“Before you—” I began.
“Just what in the blue hell are—” he angry-whispered.
We both stopped, eyes narrowing.
“Ladies first,” Graham bit out.
I wanted to tell him where he could shove the patronizing bullshit, but perhaps this wasn’t the time. Hauling in a deep breath, I tried for a smile. Not at all sure I pulled it off, I plunged ahead anyway. “I’m just trying to help, Graham.”
“With what? We don’t need the Rangers to tell us a girl jumped off the dam, Faith. We might not be elite”—he squiggled his long fingers in the air on the last word, throwing in a derisive tone and an eye roll in case I missed the sarcasm—“but we can still manage a simple suicide case.”
Not that I needed the scorn to know he was pissed at me. His total radio silence for the two years since I’d left the sheriff’s office was a pretty solid clue. I got it, but I didn’t deserve it. And I didn’t have time for it. Not today.
I checked my watch. “Got it all figured out in two hours, huh? That’s convenient. The captain looks good for the cameras, and folks don’t get nervous about going to the lake right before the busy summer season.”
“That theory might fly further if there was any lake left for people to go to. The back of her head is bashed in. Evidence indicates she was at the top of the dam carrying a very expensive bag that wasn’t stolen. Now she’s at the bottom. But we appreciate your loyalty.” He didn’t bother to whisper that time.
I pulled in a deep breath. Recenter. Time was, I’d have been plenty pissed at the Rangers stepping on my case, too. “This isn’t about loyalty, it’s about a young woman who’s on her way to the morgue when she shouldn’t be, and a family that will never be the same. I’m not trying to steal your glory, Graham. I couldn’t give a shit if anyone with an audience ever knows I put a toe in this. I just want to get these people an answer. Same as always.”
“We have an answer. She jumped.”
“What if she didn’t?”
“What if potbellied pigs fly out of Skye Morrow’s ass on live TV at ten o’clock?” His eyes flashed, the words razor-sharp.
“It would probably raise her ratings and make her day.” I folded my arms across my chest. “This girl had college plans, Graham. Big ones. Signing day is next week. Nothing matches the suicide profile, at least not yet. Why would she want to die?”

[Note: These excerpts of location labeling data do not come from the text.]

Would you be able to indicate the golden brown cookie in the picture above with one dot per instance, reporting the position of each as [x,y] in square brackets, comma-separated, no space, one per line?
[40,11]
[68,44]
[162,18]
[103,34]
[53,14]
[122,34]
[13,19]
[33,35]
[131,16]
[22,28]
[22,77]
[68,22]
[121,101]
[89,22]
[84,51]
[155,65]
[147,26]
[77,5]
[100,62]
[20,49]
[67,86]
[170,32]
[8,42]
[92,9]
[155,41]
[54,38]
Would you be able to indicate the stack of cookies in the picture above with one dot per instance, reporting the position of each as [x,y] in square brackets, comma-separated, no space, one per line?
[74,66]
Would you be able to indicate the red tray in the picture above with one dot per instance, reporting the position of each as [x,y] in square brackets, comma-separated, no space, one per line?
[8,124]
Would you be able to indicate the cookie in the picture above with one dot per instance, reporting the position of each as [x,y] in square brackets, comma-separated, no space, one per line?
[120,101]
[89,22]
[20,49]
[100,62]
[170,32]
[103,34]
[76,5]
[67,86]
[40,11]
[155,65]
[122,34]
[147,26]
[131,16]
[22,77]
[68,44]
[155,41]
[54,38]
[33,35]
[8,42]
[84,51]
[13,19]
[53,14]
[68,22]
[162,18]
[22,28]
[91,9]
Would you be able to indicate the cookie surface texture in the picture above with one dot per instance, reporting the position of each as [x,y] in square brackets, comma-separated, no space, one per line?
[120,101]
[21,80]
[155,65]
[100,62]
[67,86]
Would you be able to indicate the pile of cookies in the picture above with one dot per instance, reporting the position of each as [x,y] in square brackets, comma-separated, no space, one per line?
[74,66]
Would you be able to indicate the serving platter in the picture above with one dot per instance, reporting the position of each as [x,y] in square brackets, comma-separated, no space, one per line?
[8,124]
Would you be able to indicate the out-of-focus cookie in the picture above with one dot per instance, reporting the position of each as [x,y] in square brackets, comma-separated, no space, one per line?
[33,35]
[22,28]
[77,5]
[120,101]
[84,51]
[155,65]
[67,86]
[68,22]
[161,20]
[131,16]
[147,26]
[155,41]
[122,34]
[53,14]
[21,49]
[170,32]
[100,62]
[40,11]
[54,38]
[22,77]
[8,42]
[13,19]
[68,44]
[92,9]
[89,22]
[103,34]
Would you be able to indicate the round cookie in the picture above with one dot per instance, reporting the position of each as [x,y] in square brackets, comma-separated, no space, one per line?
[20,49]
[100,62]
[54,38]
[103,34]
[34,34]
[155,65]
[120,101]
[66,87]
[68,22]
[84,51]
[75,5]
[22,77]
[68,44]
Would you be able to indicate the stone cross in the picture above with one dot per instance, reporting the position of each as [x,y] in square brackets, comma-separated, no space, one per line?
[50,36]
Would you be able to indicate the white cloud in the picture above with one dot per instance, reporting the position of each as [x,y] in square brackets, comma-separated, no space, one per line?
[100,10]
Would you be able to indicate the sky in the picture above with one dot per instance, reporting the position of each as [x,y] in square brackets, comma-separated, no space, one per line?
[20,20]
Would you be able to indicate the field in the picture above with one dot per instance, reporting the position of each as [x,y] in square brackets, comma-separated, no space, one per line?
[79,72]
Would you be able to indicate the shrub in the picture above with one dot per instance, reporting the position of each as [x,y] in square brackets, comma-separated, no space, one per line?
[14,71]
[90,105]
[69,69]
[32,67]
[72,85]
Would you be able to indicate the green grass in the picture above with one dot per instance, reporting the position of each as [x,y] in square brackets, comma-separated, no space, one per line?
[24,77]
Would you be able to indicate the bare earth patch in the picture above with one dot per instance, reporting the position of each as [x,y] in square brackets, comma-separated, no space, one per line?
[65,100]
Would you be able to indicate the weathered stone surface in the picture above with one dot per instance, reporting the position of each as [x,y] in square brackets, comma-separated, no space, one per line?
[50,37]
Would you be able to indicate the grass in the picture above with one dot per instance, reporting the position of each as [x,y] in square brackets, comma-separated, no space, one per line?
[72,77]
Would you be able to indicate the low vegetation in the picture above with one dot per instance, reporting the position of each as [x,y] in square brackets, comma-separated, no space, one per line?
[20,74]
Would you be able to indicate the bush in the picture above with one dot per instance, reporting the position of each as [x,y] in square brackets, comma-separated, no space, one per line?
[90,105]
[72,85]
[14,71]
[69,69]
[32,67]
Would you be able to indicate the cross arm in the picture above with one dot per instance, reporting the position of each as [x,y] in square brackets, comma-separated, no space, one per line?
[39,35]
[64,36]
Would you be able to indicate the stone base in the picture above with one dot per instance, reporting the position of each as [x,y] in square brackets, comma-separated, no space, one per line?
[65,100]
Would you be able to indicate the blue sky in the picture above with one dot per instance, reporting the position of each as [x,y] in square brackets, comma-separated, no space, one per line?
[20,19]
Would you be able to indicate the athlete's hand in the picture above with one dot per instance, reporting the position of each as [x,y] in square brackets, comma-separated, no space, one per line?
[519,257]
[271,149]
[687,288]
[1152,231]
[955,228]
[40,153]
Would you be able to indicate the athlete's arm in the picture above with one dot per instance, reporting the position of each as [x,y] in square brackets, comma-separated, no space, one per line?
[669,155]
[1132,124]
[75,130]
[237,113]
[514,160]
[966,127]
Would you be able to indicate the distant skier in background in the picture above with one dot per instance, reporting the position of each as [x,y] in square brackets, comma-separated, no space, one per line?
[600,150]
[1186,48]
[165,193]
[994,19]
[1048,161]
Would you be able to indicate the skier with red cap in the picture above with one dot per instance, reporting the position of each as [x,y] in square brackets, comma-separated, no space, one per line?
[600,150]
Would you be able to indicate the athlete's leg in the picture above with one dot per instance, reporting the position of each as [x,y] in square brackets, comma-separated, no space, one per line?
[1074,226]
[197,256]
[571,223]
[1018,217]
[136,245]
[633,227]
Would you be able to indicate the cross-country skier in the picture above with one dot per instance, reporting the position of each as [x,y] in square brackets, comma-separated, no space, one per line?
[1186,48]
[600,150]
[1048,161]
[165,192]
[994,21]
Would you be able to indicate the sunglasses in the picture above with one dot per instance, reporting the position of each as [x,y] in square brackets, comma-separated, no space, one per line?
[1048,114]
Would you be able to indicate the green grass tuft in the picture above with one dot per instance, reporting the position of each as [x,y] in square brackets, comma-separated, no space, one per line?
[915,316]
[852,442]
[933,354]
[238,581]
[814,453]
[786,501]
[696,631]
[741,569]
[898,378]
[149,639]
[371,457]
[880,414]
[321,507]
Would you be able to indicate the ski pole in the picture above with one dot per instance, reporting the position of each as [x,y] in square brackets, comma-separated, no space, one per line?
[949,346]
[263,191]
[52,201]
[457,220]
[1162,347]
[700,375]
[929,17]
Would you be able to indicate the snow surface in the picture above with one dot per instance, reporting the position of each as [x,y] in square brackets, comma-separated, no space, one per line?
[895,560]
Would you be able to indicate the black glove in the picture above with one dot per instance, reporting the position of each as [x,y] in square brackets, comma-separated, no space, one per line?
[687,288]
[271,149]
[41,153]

“Same reason the other two kids did last year. Damn cell phones let bullies at them around the clock. Depressed teenagers can’t see past the end of next week. They think it’s never going to get better.”
“Bullies? You saw her, right?”
“Come on, Faith. You went to high school. Jealous teenage girls are meaner than hungry rattlers.”
I shook my head. It didn’t feel right. “She was a high-profile VIP around here. Even if the parents wouldn’t notice something off, the school staff would’ve. Or her friends. I can’t just take the easy answer as the right one. We owe her more than that.”
Graham’s turn for the deep breath. “You can’t make every dead girl a personal crusade.”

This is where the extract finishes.